POUPEX mengatakan tidak ada "orang asing" yang menggunakan shower internalnya. Tentara mengatakan tidak mengetahui tindakan tersebut, yang tidak ada dukungan institusional.

Pidato Baldin mendaratkannya di air panas dengan Moraes, yang menandatangani surat perintah penangkapan sementara.

Polisi yang menyamar menyapu kamp selama tiga hari sebelum mereka mengidentifikasi Baldin di bagian Sinop, kata polisi federal, menangkapnya setelah malam tiba pada 6 Desember.

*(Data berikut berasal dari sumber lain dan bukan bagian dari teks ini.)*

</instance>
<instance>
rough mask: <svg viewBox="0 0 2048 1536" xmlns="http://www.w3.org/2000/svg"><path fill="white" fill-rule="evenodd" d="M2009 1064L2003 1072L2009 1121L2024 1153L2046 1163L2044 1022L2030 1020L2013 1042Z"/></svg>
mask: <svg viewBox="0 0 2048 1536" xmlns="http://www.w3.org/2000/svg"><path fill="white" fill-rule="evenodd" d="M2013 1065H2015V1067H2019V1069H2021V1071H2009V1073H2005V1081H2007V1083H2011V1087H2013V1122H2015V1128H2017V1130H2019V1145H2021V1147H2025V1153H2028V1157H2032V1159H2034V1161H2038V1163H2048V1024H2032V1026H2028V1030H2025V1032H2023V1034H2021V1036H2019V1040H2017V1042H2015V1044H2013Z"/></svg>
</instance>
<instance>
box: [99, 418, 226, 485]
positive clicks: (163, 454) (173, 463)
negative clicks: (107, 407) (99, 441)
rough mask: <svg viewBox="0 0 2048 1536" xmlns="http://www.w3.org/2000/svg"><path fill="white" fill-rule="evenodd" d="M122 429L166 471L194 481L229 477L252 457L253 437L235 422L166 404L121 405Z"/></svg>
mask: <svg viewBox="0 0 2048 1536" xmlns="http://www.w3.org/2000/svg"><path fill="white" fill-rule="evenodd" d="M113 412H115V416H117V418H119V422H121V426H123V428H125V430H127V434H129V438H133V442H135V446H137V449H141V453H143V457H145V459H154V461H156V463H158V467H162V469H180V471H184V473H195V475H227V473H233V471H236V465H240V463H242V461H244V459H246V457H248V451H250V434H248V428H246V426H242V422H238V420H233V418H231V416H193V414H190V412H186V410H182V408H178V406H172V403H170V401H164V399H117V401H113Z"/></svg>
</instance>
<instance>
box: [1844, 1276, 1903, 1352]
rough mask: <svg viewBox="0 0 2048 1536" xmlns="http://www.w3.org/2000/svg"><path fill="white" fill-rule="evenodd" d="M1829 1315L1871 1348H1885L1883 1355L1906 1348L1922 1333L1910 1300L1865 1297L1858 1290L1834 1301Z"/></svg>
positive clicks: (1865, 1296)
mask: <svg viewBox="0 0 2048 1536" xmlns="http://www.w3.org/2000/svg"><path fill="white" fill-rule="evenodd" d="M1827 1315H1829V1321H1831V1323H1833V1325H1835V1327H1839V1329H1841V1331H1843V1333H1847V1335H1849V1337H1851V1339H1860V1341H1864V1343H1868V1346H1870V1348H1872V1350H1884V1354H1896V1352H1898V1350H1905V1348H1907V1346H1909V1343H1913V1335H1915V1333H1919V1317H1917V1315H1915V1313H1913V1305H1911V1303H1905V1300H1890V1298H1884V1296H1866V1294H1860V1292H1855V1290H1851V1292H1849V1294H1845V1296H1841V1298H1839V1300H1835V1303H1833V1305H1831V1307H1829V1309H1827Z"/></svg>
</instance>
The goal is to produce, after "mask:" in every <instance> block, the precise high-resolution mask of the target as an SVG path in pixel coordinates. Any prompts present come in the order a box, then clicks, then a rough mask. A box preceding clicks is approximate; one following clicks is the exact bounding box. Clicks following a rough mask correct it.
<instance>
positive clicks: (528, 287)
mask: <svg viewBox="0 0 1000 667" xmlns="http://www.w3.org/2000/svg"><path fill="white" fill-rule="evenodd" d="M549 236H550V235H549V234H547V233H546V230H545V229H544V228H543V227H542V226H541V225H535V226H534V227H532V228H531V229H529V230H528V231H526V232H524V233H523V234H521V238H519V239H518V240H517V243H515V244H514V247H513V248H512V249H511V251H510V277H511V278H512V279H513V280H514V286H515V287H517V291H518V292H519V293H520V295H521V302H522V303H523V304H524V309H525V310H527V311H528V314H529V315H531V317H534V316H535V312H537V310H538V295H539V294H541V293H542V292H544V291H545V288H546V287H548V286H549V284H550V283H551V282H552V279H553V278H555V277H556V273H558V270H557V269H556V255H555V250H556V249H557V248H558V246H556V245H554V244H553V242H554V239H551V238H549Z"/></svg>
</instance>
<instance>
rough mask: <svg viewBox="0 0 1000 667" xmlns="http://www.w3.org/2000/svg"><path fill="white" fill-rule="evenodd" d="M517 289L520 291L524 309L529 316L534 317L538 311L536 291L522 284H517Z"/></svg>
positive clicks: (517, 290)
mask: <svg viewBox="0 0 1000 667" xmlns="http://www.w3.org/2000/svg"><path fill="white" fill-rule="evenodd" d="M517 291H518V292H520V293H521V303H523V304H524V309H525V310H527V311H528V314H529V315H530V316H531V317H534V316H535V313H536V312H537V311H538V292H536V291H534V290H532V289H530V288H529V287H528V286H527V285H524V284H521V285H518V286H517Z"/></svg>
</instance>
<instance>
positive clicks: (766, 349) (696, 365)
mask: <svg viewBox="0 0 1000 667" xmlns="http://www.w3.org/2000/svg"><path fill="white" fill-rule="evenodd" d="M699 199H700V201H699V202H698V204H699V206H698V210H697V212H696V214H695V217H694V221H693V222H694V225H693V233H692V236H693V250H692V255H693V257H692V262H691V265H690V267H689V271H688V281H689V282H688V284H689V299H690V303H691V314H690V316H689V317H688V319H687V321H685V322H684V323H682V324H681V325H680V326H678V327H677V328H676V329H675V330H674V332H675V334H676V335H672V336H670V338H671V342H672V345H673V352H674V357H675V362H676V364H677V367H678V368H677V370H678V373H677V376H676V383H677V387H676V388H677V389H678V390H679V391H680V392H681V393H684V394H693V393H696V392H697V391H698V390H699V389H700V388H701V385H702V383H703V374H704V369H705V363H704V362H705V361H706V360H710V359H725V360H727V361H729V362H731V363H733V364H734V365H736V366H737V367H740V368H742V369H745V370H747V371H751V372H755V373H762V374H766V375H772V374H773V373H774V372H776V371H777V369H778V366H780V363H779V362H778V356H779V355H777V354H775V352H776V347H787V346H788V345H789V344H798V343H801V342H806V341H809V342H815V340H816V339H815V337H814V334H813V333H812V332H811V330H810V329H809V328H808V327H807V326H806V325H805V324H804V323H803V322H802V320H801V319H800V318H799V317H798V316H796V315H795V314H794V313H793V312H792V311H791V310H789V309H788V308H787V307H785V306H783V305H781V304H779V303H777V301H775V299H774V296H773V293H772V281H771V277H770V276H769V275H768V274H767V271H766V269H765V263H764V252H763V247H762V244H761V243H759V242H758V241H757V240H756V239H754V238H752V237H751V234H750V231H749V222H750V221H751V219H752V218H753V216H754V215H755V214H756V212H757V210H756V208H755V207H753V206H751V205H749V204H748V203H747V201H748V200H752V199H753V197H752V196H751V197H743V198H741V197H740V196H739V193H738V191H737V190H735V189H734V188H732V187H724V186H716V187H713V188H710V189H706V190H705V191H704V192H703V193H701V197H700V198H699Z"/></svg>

Mereka masuk dengan pakaian preman, tambah petugas itu, atau "akan terjadi perang. "

Baldin mengatakan kepada polisi bahwa dia "takut dia harus mengembalikan senjata apinya karena keinginan pemerintah baru;" dia tidak bermaksud mengancam Lula, atau menghalanginya untuk menjabat. Dia berkata "dia memiliki sedikit sekolah" dan telah bekerja sejak remaja.

Penangkapan Baldin membuat kamp gelisah. "Itu sangat simbolis," kata polisi federal, seperti yang terjadi di luar markas tentara: "sebuah benteng di mana mereka mengira mereka tidak dapat disentuh." Hal itu juga memicu kebencian terhadap Moraes di antara para pendukung Bolsonaro.

Investigasi keadilan salib telah menusuk presiden dan memenjarakan sekutunya. Dia juga mengawasi media sosial, untuk sementara menangguhkan akses ke aplikasi perpesanan Telegram dan mendenda platform yang gagal menghapus konten penipuan.

Bolsonaristas mencemooh Moraes sebagai lalim yang tidak dipilih yang telah menyensor kebebasan berbicara dan menginjak-injak kekuasaan eksekutif presiden. "Dia pikir dia memiliki Brasil," kata Mello, sang TikToker.

Kantor Moraes tidak menanggapi permintaan komentar. Hakim membela tindakannya sebagai langkah yang diperlukan untuk melindungi demokrasi Brasil.

Pada 9 Desember, Bolsonaro memecah kesunyian selama berminggu-minggu pasca pemilihan dengan pesan ambigu yang banyak dipandang sebagai dorongan bagi para pendukungnya yang memprotes. "Kita akan menang," katanya kepada mereka.

Tiga hari kemudian, Xavante ditangkap atas permintaan Moraes atas tuduhan ancaman anti-demokrasi.

Penahanannya merupakan titik kritis. "Ada kemarahan, kemarahan," kata mantan penghuni kamp Eustáquio, yang sekarang juga menghadapi surat perintah penangkapan yang ditandatangani oleh Moraes.

Pengikut Xavante mengejar kendaraan polisi yang membawanya kembali ke markas pasukan. Orang lain dari kamp, termasuk pembuat bom Sousa, segera bergabung dengan mereka dan bersama-sama berusaha menyerbu gedung.

Pengacara Xavante, Jessica Tavares, mengatakan kliennya telah dihasut oleh orang lain dan menyesali perbuatannya.